Albright discusses fascism, foreign policy, Trump

By Kara Schectman

Photos of Arts & Letters live featuring former Secretary of State Madeleine Albright. Images taken on Sunday, Feb 10, 2018.

On Sunday, Feb. 11, the World Affairs Council of Dallas/Fort Worth welcomed 2,500 guests and the 64th Secretary of State Madeleine Albright to the McFarlin Auditorium on the SMU Campus. Albright discussed her latest New York Times #1 Bestseller Fascism: A Warning. Albright is the first female U.S. Secretary of State, serving in the Clinton administration from 1997-2001. Prior to her nomination, she served as U.S. Ambassador to the United Nations and was a member of the National Security Council.

Albright was joined by Council President and CEO Jim Falk for a conversation on 20th-century fascism, current fascist trends, U.S. foreign policy and President Donald Trump. At the end of the discussion, Albright delighted the audience with several stories about her diplomatic use of brooches and pins saying, “You could always tell if it was going to be a good day or a bad based on my pin and sometimes, they [the pins] got me in trouble.”

Albright has been a vocal critic of President Trump since his election. She is especially critical of his administration’s antipathy for multilateralism, particularly in regards to treaties, NATO and the UN.

“Sometimes it is good to shake things up,” she said, “but I am not sure there is a strategy behind it.”

Despite these criticisms, she does not count Trump among other fascist leaders.  

“Trump is not a fascist, but he is certainly the least democratic president in modern U.S. history,” Albright said.

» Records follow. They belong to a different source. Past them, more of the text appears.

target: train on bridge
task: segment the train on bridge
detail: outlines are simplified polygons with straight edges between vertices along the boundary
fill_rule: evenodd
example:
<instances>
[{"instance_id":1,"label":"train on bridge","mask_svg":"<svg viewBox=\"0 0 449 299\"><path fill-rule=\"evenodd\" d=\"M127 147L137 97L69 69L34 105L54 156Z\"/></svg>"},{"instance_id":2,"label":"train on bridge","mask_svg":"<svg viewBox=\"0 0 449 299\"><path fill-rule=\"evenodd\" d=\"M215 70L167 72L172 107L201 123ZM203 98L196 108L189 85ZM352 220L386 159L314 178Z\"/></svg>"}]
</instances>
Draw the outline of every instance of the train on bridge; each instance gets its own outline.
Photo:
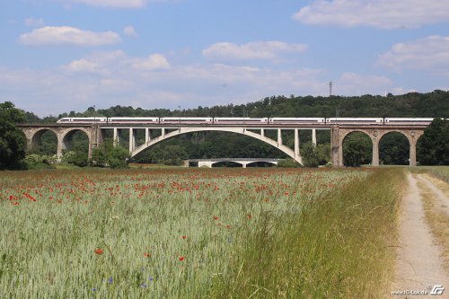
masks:
<instances>
[{"instance_id":1,"label":"train on bridge","mask_svg":"<svg viewBox=\"0 0 449 299\"><path fill-rule=\"evenodd\" d=\"M429 125L433 118L63 118L67 124L167 124L167 125Z\"/></svg>"}]
</instances>

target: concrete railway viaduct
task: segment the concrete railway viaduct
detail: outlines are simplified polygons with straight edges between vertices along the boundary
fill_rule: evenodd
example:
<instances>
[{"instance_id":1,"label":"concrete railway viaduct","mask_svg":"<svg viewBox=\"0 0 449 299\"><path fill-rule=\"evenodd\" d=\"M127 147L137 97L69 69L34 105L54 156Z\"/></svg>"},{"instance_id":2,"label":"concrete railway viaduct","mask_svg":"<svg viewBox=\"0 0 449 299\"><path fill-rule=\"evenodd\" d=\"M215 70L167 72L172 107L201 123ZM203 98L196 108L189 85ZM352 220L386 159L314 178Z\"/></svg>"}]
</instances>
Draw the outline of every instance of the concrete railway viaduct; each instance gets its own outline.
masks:
<instances>
[{"instance_id":1,"label":"concrete railway viaduct","mask_svg":"<svg viewBox=\"0 0 449 299\"><path fill-rule=\"evenodd\" d=\"M163 124L20 124L18 127L26 136L28 148L31 150L40 144L42 134L47 131L55 133L57 137L57 156L60 159L63 150L71 148L72 137L75 133L83 131L89 139L89 157L92 150L97 148L102 142L107 130L112 131L116 144L119 143L120 131L128 131L129 154L136 155L142 151L157 145L158 143L186 133L202 131L221 131L245 135L261 140L274 147L277 147L289 157L303 163L300 153L299 134L302 130L312 130L312 141L316 145L316 130L330 130L330 155L334 167L344 166L343 161L343 141L345 137L353 132L363 132L367 135L373 145L372 165L379 166L379 143L383 136L391 132L402 134L409 140L409 164L416 165L416 146L418 139L424 133L427 126L424 125L330 125L330 124L304 124L304 125L163 125ZM145 131L145 142L136 143L136 132ZM150 132L160 132L157 136L152 136ZM277 131L277 140L266 136L269 130ZM283 144L282 132L290 130L295 136L294 148Z\"/></svg>"}]
</instances>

However, Albright, an immigrant from then-Czechoslovakia, identified Trump’s scapegoating of immigrants as an element of fascism. She commented on the marked difference between the rhetoric of today and the post-WWII era.

“When we went to the UK, they would say ‘I’m sorry your country has been taken over by a dictator. You are welcome here. How can we help you? When are you going home?’” Albright said. 

“When we came to the U.S. they would say ‘I’m sorry your country has been taken over by a dictator. You are welcome here. How can we help you? When will you become a citizen?’”

As a feminist icon, Albright’s story has empowered countless women who grew up observing her dignified and graceful global presence. As she put it on Sunday, “I found my voice, and, well, I never shut up.”

The event was presented in partnership with the Dallas Museum of Arts: Arts and Letters Live series and sponsored in part by Pegasus Bank. A book signing followed the program.